|
|
|
|
|
by accrual
30 days ago
|
|
Pretty interesting. I wonder if a whitelist against certain columns in the output could help, e.g. this column can only contain valid x86 instructions (e.g. MOV is allowed, M0V is not), this column can only contain hexadecimal (1 is allowed but never "l"), etc. Probably more work than it's worth given the final line-by-line comparison that happens anyway. |
|
I might do what you said, column sensitive. A first-pass assembler which does spell checking and makes the corrections. M0V is a single replacement on MOV, MOV8 is closest to MOVB. For registered, R Oh must be R zero. But R Oh will be valid as a symbol name (curse your poor choice of symbol name). Alas, R1 is defined in the symbol table as a mnemonic for 1.

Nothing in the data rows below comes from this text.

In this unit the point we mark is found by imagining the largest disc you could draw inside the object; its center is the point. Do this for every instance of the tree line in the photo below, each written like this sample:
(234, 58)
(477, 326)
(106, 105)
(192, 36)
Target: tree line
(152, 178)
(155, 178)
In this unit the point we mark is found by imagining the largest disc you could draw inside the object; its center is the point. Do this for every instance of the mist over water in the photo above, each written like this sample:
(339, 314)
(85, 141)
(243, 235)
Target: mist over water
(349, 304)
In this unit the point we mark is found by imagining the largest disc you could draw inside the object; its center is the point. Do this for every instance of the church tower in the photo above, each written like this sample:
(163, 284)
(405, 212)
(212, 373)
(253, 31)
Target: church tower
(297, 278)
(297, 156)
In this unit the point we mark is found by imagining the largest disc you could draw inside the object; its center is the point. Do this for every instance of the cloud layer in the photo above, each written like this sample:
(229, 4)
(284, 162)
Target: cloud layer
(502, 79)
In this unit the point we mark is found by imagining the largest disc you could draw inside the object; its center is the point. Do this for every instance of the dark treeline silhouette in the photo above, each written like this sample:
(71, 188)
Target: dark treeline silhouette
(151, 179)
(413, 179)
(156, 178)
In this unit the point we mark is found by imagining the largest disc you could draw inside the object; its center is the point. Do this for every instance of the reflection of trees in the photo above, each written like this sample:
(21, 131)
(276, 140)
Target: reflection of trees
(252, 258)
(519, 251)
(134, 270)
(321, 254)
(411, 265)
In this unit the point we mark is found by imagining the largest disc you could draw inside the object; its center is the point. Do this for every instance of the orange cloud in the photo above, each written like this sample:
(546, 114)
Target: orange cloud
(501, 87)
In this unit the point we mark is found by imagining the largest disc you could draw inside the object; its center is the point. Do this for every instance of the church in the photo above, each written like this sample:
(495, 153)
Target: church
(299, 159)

This idiom occurs in TMS9900 assembly (of which I have 2100+ pages to scan)
Indexed addressing into caller's register file: MOV @R1*2(R13),R0
Where R1 is 1, a small offset in #words so the operand is pointer to the word after where R13 points. Yet @RI(R13) is valid if RI is in the symbol table.
So there has to be some heuristic that starts at "is RI a defined symbol?" "Can a symbol be used in this context?" Yes/Nope: it is probably R1.
And R11 is used a lot.
Same curse on people who used I as a counter variable in type-in programs. Countless folks typed it as a 1 in expressions before magazines got better fonts.